Some way or the other the subject of King David came up at the think tank the other day. We got to talking about how he, great as he was and one of the four or five top superstars in the whole Jewish/Christian tradition though he may have been, did enough bad things all by himself to send half the population of Lee County to the calaboose for life.
We got off particularly on the messy episode there in which he and his son Absalom turned against one another and fought with armies and just generally upset the population thereabouts. And we talked on until we came to the part where Absalom’s army had been whipped and Ab was trying to get away on what, I suppose, was the first piece of transportation he could lay his hands on, a mule. It was, no doubt, an act of desperation. If he had had time  to pick and choose he certainly would have picked a swift horse to take him away from the site. But, it was one of those bad days and he wound up with a mule; and you know what that mule did to him.
A geezer (probably a Methodist) said, pshaw, he believed that the ancient scribes who so laboriously translated and compiled and arranged that part of the Bible (2 Samuel in this case) kind of used their imagination and added some local color and everything to come up with that business about Absalom getting his head caught in the oak tree limb and, as the writer so laconically puts it, being “taken up between the heaven and the earth.”
I rushed to the writer’s defense. Knowing mules as I do, it surprises me not in the least that the spiteful beast would first take Absalom right into the thickest part of the limbs, nor that “the mule that was under him went away,” leaving Ab hanging. Doesn’t surprise me at all.
We used to have this ancient, gnarled apple tree of uncertain ancestry
down in the old orchard, out between the barn and the Ridge Field. For want of a better name, we called it a June apple tree, because it bore its small, hard, tart, striped apples early. The apples were the kind boys like to gnaw on from when they (the apples) were pea-sized. Tart, yes, whatchoo talkin’ about! But still good. And when sliced and dried on a piece of tin, they made the most fantastic fried apple pies in the world! The tree was prolific, year after year after year, even when it got so old that half of it just rotted away. What was left would still be covered with apples. I can see it now, its bark decorated with thousands of sapsucker holes, the apples growing in clusters, like grapes, all over the old snag of a limb that jutted out to the north side.
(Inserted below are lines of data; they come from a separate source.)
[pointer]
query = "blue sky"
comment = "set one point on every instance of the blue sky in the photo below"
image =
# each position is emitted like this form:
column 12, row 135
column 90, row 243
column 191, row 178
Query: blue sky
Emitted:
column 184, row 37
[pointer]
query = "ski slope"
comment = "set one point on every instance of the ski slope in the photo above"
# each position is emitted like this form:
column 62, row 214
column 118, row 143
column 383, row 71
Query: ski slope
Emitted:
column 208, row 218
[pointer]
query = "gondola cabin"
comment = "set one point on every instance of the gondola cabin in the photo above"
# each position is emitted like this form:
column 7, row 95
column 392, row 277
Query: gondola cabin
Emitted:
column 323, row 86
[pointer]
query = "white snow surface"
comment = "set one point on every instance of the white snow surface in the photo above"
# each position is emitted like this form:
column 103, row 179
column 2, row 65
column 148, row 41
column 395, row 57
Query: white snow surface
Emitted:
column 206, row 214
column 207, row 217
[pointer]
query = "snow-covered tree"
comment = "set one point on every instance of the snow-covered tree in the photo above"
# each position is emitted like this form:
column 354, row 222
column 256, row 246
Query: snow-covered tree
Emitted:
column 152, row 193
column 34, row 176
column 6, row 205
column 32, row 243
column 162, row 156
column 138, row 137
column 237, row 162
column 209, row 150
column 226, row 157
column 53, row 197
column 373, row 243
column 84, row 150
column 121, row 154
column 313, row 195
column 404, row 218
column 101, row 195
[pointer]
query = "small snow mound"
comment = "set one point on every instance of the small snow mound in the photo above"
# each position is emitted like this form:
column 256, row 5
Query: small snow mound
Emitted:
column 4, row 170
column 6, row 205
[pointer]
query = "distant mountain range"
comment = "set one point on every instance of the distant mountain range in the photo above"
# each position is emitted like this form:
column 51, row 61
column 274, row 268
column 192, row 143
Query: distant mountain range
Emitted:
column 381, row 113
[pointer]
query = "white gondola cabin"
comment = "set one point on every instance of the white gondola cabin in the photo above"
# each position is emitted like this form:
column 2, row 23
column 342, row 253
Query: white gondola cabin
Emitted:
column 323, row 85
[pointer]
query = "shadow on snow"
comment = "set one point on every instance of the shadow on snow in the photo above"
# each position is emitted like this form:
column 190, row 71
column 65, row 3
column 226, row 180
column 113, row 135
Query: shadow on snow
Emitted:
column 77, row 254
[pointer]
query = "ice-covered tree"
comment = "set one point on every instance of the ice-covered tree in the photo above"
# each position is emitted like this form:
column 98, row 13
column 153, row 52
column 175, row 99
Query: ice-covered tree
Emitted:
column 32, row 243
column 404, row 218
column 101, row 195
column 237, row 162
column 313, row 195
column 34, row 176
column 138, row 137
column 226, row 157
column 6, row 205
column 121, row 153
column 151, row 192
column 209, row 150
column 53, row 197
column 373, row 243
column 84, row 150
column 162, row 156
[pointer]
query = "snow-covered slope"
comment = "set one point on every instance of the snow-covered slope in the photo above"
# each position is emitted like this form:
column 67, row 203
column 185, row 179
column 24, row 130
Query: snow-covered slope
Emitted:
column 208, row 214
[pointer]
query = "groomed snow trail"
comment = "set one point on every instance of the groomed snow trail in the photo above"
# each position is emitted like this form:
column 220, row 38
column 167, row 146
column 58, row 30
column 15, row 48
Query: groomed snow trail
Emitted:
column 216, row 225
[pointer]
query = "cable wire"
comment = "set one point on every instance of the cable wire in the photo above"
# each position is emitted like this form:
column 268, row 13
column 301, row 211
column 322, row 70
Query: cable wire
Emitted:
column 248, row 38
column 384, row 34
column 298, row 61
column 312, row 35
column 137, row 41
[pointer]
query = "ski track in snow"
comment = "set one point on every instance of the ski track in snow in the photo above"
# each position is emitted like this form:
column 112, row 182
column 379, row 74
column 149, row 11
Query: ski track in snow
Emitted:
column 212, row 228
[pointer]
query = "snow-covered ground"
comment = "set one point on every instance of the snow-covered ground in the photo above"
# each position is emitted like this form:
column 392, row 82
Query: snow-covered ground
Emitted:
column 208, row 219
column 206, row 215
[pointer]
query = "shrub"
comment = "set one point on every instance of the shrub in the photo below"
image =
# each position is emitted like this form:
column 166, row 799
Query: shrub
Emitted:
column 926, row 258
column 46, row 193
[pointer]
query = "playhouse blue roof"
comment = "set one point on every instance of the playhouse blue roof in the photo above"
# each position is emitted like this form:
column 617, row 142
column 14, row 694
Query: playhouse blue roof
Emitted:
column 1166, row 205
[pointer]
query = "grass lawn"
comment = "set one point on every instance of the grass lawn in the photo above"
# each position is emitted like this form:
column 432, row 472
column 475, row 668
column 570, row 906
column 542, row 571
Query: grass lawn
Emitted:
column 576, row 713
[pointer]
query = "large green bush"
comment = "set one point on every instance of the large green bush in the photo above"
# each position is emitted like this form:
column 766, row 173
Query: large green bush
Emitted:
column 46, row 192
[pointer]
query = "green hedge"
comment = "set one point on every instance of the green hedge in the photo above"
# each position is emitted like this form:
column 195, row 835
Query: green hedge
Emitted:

That limb was, let me see, I’m not sure how many feet from the ground, but a mule could walk under it without any trouble. If the mule was carrying anything on its back, however, that was a different story, a mule of a different color, as it were.
I was slow about learning, then, even as now. I’d be plowing in the Ridge Field. On my way back to the field after eating dinner (the noon meal, don’t you know), I’d say to myself, “Now why don’t I ride old Bill right up under that limb and fill up my overall pockets with those nice June apples so that I can munch on them even as I run around the corn with the Georgia stock?”
This time, I’d feel sure, I could make Bill stop at just the right place, so that I could sit on his rather pointed back and be in exactly the perfect position to pick the fruit. So we’d make a slight detour from the path to go under the tree, me sitting up there, casual as you please, on the sweaty backband, holding on to the hames listening to the jingle of the traces. I’d steer old Bill right in under that big horizontal limb, ah, right there, easy, whoa now. Whoa! And being, no doubt, a direct descendant of that mule in the Absalom story, old Bill wouldn’t stop at exactly the right time (or, after stopping he’d ease up a few feet to eat some of the apples on the ground), and the limb would rake me right off his back onto the ground, where I’d lie amongst the rotting apples and yellow jackets and discus Bill’s ancestry all the way back to David’s time and beyond.
Later, when I’d have to explain the bruises and scratches to Daddy and the truth would reluctantly be dragged from me, he’d say, shaking his head, “O Bobby, my son. My son?”